A common misinterpretation is that incumbents fail to develop these disruptive technologies or embrace them due to the inability of the organization to adapt operationally or technologically. In other words, management is unable to identify new trends, develop new ideas and reorganize to bring these new technologies to market. This interpretation, however, is plain wrong and the opposite is shown to be true.
What the theory — and the extensive evidence — in fact support is that incumbents often are the ones to spot and develop new technologies while easily reorganizing themselves to do so. The problem is they fail to value new innovations properly because incumbents attempt to apply them to their existing customers and product architectures — or value networks. Often new technologies are too new and weak for the more advanced and mature value networks that incumbents operate.


This leads to the ROI needed to advance the innovation to be seen as low. In other words, management acts sensibly in rejecting the continued investment in these new technologies and act in the company’s best fiduciary interests. Moving into new markets is rejected as they are seen as too small to make a dent for them and their cost structure prohibitive to enter at sensible margins.


Therefore, new entrants (often founded by frustrated ex-employees of the incumbents) with little or nothing to lose when they enter the market. Initially these small upstarts don’t pose a threat — the new entrants find new markets to apply these technologies largely by trial and error, at low margins. Their nimbleness and low cost structures allow them to operate sustainably where incumbents could not.

However, the error in valuing these technologies comes from what happens next. By finding the right application use and market, the upstarts advance rapidly and hit the steep part of the classic “S” curve, eventually entering the more mature markets of the incumbents and disrupting them.


In essence, the smaller markets are the guinea-pigs and test labs that help the technologies advance enough to play in the big boys league.
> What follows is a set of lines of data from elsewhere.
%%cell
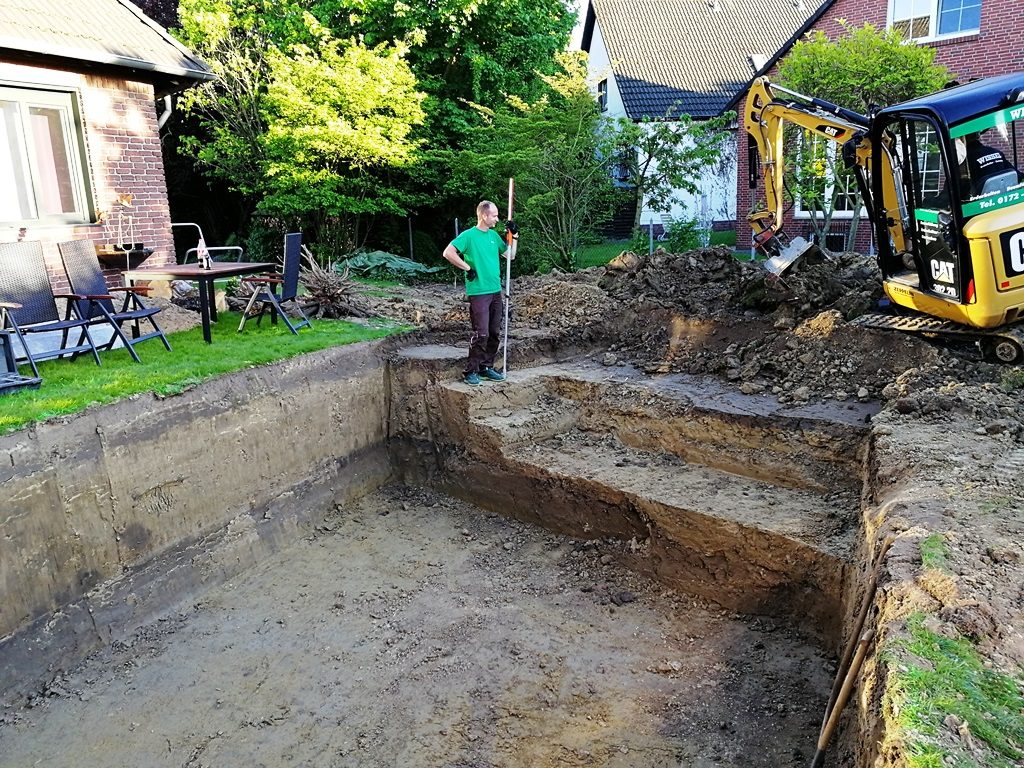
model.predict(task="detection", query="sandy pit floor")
[0,486,833,768]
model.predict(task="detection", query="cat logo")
[1010,232,1024,272]
[932,259,956,283]
[999,229,1024,278]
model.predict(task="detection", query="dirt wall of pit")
[0,344,390,698]
[389,347,867,647]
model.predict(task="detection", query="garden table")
[123,261,276,344]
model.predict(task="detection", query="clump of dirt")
[360,247,1006,413]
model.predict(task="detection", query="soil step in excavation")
[450,365,864,638]
[0,485,830,768]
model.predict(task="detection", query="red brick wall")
[736,0,1024,251]
[0,62,174,292]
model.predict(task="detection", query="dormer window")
[889,0,981,40]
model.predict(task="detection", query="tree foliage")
[172,0,424,245]
[603,112,736,228]
[778,24,949,248]
[452,54,611,269]
[778,24,949,115]
[342,0,575,146]
[176,0,574,256]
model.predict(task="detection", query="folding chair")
[0,241,99,378]
[239,232,312,336]
[57,240,171,362]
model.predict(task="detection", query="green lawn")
[577,240,630,269]
[0,312,403,434]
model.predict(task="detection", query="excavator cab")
[869,74,1024,328]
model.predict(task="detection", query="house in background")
[0,0,213,289]
[730,0,1024,253]
[580,0,822,234]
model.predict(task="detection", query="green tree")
[172,0,424,247]
[258,30,424,247]
[346,0,575,147]
[603,112,736,229]
[778,24,949,249]
[451,53,612,270]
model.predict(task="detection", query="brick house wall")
[736,0,1024,252]
[0,62,174,293]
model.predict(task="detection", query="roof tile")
[592,0,824,120]
[0,0,212,88]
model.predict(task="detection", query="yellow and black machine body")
[743,73,1024,362]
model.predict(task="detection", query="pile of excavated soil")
[366,248,1006,403]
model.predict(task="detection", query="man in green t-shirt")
[441,200,519,385]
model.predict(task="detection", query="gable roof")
[0,0,214,95]
[725,0,836,110]
[582,0,831,120]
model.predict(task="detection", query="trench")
[0,346,870,768]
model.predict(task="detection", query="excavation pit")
[0,486,833,768]
[0,346,870,768]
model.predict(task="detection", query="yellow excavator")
[742,73,1024,364]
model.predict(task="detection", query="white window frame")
[886,0,985,43]
[597,78,608,112]
[793,131,866,221]
[0,87,95,226]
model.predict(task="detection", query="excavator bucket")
[764,238,820,276]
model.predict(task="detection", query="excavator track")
[852,313,1024,366]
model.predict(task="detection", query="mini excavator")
[743,73,1024,364]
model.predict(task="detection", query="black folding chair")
[239,232,312,336]
[57,240,171,362]
[0,241,99,378]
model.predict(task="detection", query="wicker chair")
[57,240,171,362]
[0,241,99,378]
[239,232,312,336]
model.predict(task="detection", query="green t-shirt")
[452,226,508,296]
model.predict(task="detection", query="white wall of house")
[587,18,626,118]
[640,126,737,228]
[573,3,736,233]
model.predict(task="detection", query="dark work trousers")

In many cases the entry-point markets are left behind as the new technologies move into higher margin upmarket territory disrupting due to their superior performance.
Technology leaders evaluating whether to invest in new and immature technologies must do so with a futuristic frame of reference. The key question is, if these technologies found new customers and new markets which may in themselves be small and insignificant (now and in the future), could they mature enough to make inroads into our playing field and have our lunch? And if so, does investing in them today at the risk of cannibalizing ourselves make sense in the longer term? Hence, the innovator’s dilemma.